Monday, July 16, 2012

The New Superfood: Chia Seeds

This superfood is a great source of fiber, protein and heart-healthy omega 3s.

chia seeds in green bowl
Chia seeds are believed to have been staple of the ancient Aztec diet
Photos by Bob Summerford.

If the word “chia” conjures thoughts of animal-shaped terracotta figurines that seem to sprout fur when watered, you’re on the right track. The chia seeds that have become popularized by the Chia Pet have a hidden secret: They are a superfood!

What you might not know about the chia seed is that it has long nourished people dating back to the days of the Aztecs. The origin of the chia seed, derived from the Salvia hispanica plant of the mint family, is believed to be in Central America where it was a staple of the ancient Aztec diet. Chia seeds were thought to sustain Aztec messengers on long runs and therefore dubbed “running food.” Only in recent years have chia seeds been rediscovered for their health-promoting properties.

At only 40 calories per tablespoon, these mildly nutty-flavored seeds pack a lot of nutrition in such a small package.
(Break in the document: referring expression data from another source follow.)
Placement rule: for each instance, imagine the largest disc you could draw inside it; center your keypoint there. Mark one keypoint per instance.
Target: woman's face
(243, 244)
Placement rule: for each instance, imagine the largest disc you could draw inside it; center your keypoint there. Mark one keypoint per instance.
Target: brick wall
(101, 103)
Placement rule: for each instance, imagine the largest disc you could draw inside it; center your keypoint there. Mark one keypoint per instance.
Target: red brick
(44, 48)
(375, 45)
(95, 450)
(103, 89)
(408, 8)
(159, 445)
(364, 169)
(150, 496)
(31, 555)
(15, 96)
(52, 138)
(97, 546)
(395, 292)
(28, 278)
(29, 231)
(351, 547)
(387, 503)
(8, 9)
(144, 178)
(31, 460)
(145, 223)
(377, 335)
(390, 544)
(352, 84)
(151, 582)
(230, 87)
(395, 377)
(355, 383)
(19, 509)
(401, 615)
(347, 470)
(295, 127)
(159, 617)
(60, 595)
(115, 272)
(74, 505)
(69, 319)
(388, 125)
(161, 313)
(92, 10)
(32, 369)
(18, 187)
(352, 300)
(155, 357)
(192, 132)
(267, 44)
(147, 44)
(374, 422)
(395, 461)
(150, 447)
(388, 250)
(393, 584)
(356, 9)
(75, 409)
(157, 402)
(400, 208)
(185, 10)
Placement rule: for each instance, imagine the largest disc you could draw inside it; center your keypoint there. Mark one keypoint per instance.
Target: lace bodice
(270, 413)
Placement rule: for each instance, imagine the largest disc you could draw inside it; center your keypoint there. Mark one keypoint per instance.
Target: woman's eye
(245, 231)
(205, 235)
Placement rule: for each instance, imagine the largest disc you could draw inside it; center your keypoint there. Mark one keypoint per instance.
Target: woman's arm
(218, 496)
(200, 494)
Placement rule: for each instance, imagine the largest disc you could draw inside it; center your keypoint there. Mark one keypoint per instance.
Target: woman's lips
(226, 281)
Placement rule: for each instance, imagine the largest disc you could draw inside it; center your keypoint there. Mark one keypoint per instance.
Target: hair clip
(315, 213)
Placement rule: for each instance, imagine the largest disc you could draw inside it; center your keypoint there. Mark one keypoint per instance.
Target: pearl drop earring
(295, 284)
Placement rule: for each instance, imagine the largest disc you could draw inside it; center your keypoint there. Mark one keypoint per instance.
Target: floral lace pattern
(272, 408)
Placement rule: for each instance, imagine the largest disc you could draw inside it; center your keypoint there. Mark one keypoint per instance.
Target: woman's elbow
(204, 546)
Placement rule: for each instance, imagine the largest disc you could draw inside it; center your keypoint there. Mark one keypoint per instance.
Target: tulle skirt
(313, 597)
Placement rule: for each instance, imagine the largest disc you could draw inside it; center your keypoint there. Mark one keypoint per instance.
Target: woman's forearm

They are an excellent source of fiber, high-quality protein and free radical-fighting antioxidants, and they also are loaded with heart-healthy omega 3s. In addition, there is good scientific evidence linking chia seeds to a reduction in risk factors for heart disease.

So Get Your Chia On!

  • Sprinkle them on: oatmeal, yogurts and salads. Their pleasantly mild, nutty flavor works well to complement these foods.
  • Stir them in: soups and stews. Chia seeds absorb liquid well, making them a good choice to thicken up soups and stews.
  • Toss them in: muffins, cookies and cake breads. Use them in place of poppy seeds, too, when baking.
  • Mix them with: your favorite beverage! Try stirring 1 tablespoon of chia seeds into 4 ounces of chilled lemonade. Let it thicken for 10 minutes, then garnish with a mint leaf and enjoy!

— Bob Summerford, dietetic intern, and Debra A. Boutin, MS, RD, chair and dietetic internship director, Department of Nutrition and Exercise Science at Bastyr University.